# Number and phase operators in superconductors

It is stated in many texts that the number operator $$N$$ which counts the number of Cooper pairs and the phase operator $$\phi$$ which counts the superconducting order parameter's phase $$\text{Arg}(\Delta)=\phi$$ are canonically conjugate and thus satisfy $$\begin{equation} N = -i\frac{\partial}{\partial \phi} \iff \phi = i\frac{\partial}{\partial N} \end{equation}$$ This makes sense when one looks at the BCS ground state $$\begin{equation} |BCS\rangle = \prod_k (u_k+v_kc^\dagger_{k\uparrow}c^\dagger_{-k\downarrow})|0\rangle \end{equation}$$ and since $$u^*_kv_k=|u_k||v_k|e^{i\phi}$$ this can be written as \begin{align} |BCS\rangle &= \prod_k (|u_k|+|v_k|e^{i\phi}c^\dagger_{k\uparrow}c^\dagger_{-k\downarrow})|0\rangle \end{align} up to some irrelevant global phase.

We see that every Cooper pair comes with a phase $$e^{i\phi}$$ so differentiating with respect to $$\phi$$ gives the same result as counting the number of Cooper pairs.

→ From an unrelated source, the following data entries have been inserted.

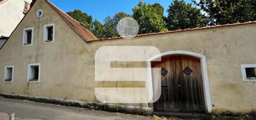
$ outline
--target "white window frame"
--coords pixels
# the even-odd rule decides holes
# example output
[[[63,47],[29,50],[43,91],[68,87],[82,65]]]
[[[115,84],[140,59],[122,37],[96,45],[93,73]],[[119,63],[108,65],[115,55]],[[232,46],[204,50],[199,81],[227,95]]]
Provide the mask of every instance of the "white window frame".
[[[11,71],[11,81],[6,81],[6,78],[7,76],[7,69],[8,68],[11,68],[12,71]],[[14,81],[14,66],[4,66],[4,81],[7,82],[7,83],[11,83]]]
[[[32,30],[32,36],[31,36],[31,44],[25,44],[25,41],[26,41],[26,31],[27,30]],[[32,46],[33,45],[33,41],[34,41],[34,27],[29,27],[29,28],[26,28],[23,29],[23,42],[22,42],[22,45],[23,46]]]
[[[30,66],[38,66],[38,80],[37,81],[29,81],[29,76],[31,74]],[[40,73],[41,73],[41,64],[29,64],[28,69],[27,69],[27,81],[29,83],[37,83],[40,81]]]
[[[52,41],[47,41],[47,37],[48,37],[48,31],[47,31],[47,27],[48,26],[52,26]],[[55,40],[55,24],[45,24],[44,26],[44,43],[53,43],[54,42]]]
[[[242,71],[242,81],[256,81],[255,79],[248,79],[247,76],[246,75],[246,68],[256,68],[256,64],[242,64],[241,65],[241,71]]]

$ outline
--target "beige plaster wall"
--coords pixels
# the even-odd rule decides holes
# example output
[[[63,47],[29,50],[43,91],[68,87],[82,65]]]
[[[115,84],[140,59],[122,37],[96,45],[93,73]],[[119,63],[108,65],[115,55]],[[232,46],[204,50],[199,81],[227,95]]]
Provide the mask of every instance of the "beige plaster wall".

Due to this well-defined phase $$\phi$$, $$|BCS \rangle$$ is a coherent superposition of states with different particle number, and there does not have a well defined $$N$$. But now let's consider what happens when we project the BCS state on a the subspace with fixed particle number $$N$$ as explained in https://canvas.harvard.edu/courses/79258/files/folder/Problem%20Sets?preview=12301649. We find that $$\begin{equation} |BCS_N\rangle\equiv \int_0^{2\pi} \frac{d\phi}{2\pi} e^{-iN\phi} |BCS\rangle = C \bigg(\sum_k \frac{|v_k|}{|u_k|} c^\dagger_{k\uparrow}c^\dagger_{-k\downarrow}\bigg)^N |0\rangle \end{equation}$$ which looks a lot like a BEC state formed by $$N$$ Cooper pairs. This state clearly has $$N$$ cooper pairs. However when I use the definition $$N = -i\frac{\partial}{\partial \phi}$$, since there is no $$\phi$$ dependence in this state (it got integrated out) I am expected to get $$N=0$$?!

So what's wrong with this reasoning?

The identification of $$N$$ with $$-i\partial_\phi$$ is mathematicaly inconsistent as $$N$$ cannot take negative values. As a consequence it is not surprising that there are some paradoxes.

For example, from $$[\phi, \hat N]=i$$ we can derive an uncertainly relation $$\Delta N \Delta \phi\ge 1/2$$, but when $$\Delta N$$ is small (zero in your fixed number state) this implies $$\Delta \phi>2\pi$$, which is not possible as $$\phi$$ is an angle with bounded range.

• Your statement " ... Δϕ>2π ...is not possible as ϕ is an angle with bounded range" is closely related to univalence superselection, which is not uncontroversial. Apr 25, 2022 at 12:47
• @Andrea Alciato What is"univalence superselection"? Apr 25, 2022 at 13:13
• See en.wikipedia.org/wiki/Superselection#Examples for something directly related to your statement and pirsa.org/14030114 for the full story on univalence superselection. Apr 25, 2022 at 15:18

It is useful to first review the physics of a quantum planar rotor. Consider the Hilbert space spanned by $$|N\rangle$$. They are eigenstates of the number operator $$\hat{N}|{N}\rangle=N|{N}\rangle$$. The phase eigenstates are defined as $$|\phi\rangle=\sum_N e^{iN\phi}|N\rangle$$. The $$|\phi\rangle$$'s also form an orthonormal basis. The meaning of $$N=-i\partial_\phi$$ is that for a given state written in the $$|\phi\rangle$$ basis:

$$|\psi\rangle=\int_0^{2\pi}d\phi\, \psi(\phi)|\phi\rangle$$

We have

$$\hat{N}|\psi\rangle=\int_0^{2\pi}d\phi\, \Big(-i\partial_\phi\psi(\phi)\Big)|\phi\rangle$$

Now, the BCS case is not really like a rotor, since $$N$$ can not be negative. In this case, it is better to think of $$N$$ as measuring the deviation from the average number of Cooper pairs, which is supposed to be huge, and approximately consider the range $$N$$ to be all integers.